Researchers can drill into the table on the right and see the Classes and Subclasses in each Super Class by clicking on the carrot in front of the name. The number of subsystems are colored green, and the number of genes within those subsystems are colored yellow.
To see a tabular view, click on the Subsystems tab at the top left of the page.
This will open a new tab that shows all the Subsystems available across the selection of genomes.
Clicking on the row or checkbox of a single row will populate the vertical green bar with possible downstream functions. To view the details of an individual subsystem, click on the checkbox in the first column and then click on the Map icon.
This will open a heatmap view of the selected subsystem, with the genomes listed on the x-axis and the proteins along the y-axis.
A filter is directly above the heatmap.
A text box filter will highlight columns that have protein families that have text that matches the text entered into the box.
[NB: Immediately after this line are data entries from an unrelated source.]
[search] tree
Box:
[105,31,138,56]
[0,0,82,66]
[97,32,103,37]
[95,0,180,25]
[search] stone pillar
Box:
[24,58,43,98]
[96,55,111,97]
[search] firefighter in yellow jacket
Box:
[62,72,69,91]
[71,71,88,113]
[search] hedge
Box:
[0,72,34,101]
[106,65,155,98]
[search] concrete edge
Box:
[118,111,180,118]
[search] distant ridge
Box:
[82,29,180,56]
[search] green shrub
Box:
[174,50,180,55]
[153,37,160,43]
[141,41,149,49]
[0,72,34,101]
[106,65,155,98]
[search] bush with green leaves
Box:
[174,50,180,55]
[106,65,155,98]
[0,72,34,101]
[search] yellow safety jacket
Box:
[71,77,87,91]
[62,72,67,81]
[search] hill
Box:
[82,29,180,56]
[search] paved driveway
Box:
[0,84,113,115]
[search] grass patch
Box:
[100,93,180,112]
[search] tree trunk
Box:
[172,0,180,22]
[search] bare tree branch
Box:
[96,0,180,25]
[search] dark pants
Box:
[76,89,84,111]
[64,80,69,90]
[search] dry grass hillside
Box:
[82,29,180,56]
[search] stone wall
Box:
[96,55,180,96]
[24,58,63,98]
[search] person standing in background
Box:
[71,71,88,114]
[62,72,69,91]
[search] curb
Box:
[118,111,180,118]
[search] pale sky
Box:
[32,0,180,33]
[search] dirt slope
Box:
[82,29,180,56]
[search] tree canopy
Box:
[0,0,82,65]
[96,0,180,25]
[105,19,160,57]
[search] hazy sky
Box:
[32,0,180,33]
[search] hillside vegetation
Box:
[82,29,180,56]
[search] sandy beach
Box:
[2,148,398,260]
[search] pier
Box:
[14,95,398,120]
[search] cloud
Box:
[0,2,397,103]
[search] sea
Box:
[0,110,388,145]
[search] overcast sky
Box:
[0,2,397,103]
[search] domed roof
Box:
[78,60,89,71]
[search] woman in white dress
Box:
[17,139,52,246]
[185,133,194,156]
This is indicated by a blue box above the column, and by blue text that matches what was entered in the textbox in the names of the genomes.
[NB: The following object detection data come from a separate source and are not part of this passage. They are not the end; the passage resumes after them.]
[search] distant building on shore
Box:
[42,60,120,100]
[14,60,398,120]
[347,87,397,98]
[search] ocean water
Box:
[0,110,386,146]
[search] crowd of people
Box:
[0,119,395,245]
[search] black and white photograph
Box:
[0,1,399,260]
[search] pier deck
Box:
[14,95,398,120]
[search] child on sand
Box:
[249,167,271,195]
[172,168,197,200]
Expanding the slider at the top of the heatmap view will allow researchers to expand the view enough to see the genome name. Note that the text in the name that matches the filter criterion will be highlighted blue. In addition, a blue line remains directly above the column.
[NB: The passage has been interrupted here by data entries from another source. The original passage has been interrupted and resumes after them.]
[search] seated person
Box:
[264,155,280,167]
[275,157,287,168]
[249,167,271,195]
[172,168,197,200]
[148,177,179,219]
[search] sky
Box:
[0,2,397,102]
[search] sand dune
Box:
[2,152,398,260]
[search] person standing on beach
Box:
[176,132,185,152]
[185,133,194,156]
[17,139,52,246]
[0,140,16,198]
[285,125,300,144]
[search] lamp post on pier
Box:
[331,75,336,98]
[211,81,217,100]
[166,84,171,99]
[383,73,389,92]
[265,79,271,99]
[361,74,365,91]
Researchers can flip the axis of the heatmap view if desired.
The default subsystem view includes a number of reference genome to provide a sense of the genes used by other organisms to perform this function. These genomes are to the right of the genomes that were initially selected for the Comparative Systems job. The reference genomes will be eliminated from the view by clicking on the Reference Genomes icon.
Clicking on the Cluster icon will cluster the genomes together.
Mousing over individual cells in a column will open a pop-up window that shows the gene, the genome, and the number of genes that the genome with that annotation.
A pop-up window summarizing the data selected will appear after clicking on a row or column head. Researchers can download or show the proteins or add them to a group.
Generating a Multiple Sequence Alignment (MSA)¶
A MSA can be generated from any feature table, or from the features selected from a heatmap. Clicking on the check box at the top of the first column will select all the features in the table. This will populate the vertical green bar with possible downstream functions. Click on the MSA icon.
This will open a drop-down box where the nucleotide or amino acid sequence alignment can be selected. The resulting tab will show an alignment and the corresponding gene tree.
Once the alignment has been generated, clicking on the Colors icon in the green bar will show a number of different choices that can be selected. Each will change the color of the amino acids in the alignment to the left.
The tips at the end of the branches in the gene tree can be changed by clicking on the ID Type icon. If the data exists for the particular genome that contains the gene in the alignment, that will now populate the gene tree.
Researchers can also click on the nodes within the tree. The possible downstream functions will populate the green bar to the right, where you can create a group, generate a new alignment from the selection, and see the genes or the genomes.
References¶
1 Overbeek, R. et al. The subsystems approach to genome annotation and its use in the project to annotate 1000 genomes. Nucleic acids research 33, 5691-5702 (2005).
2 Overbeek, R. et al. The SEED and the Rapid Annotation of microbial genomes using Subsystems Technology (RAST). 42, D206-D214 (2013).
3 Davis, J. J. et al. PATtyFams: Protein families for the microbial genomes in the PATRIC database. 7, 118 (2016).
4 Brettin, T. et al. RASTtk: a modular and extensible implementation of the RAST algorithm for building custom annotation pipelines and annotating batches of genomes. Scientific reports 5, 8365 (2015).
5 Kanehisa, M., Furumichi, M., Sato, Y., Kawashima, M. & Ishiguro-Watanabe, M. KEGG for taxonomy-based analysis of pathways and genomes. Nucleic Acids Research (2022).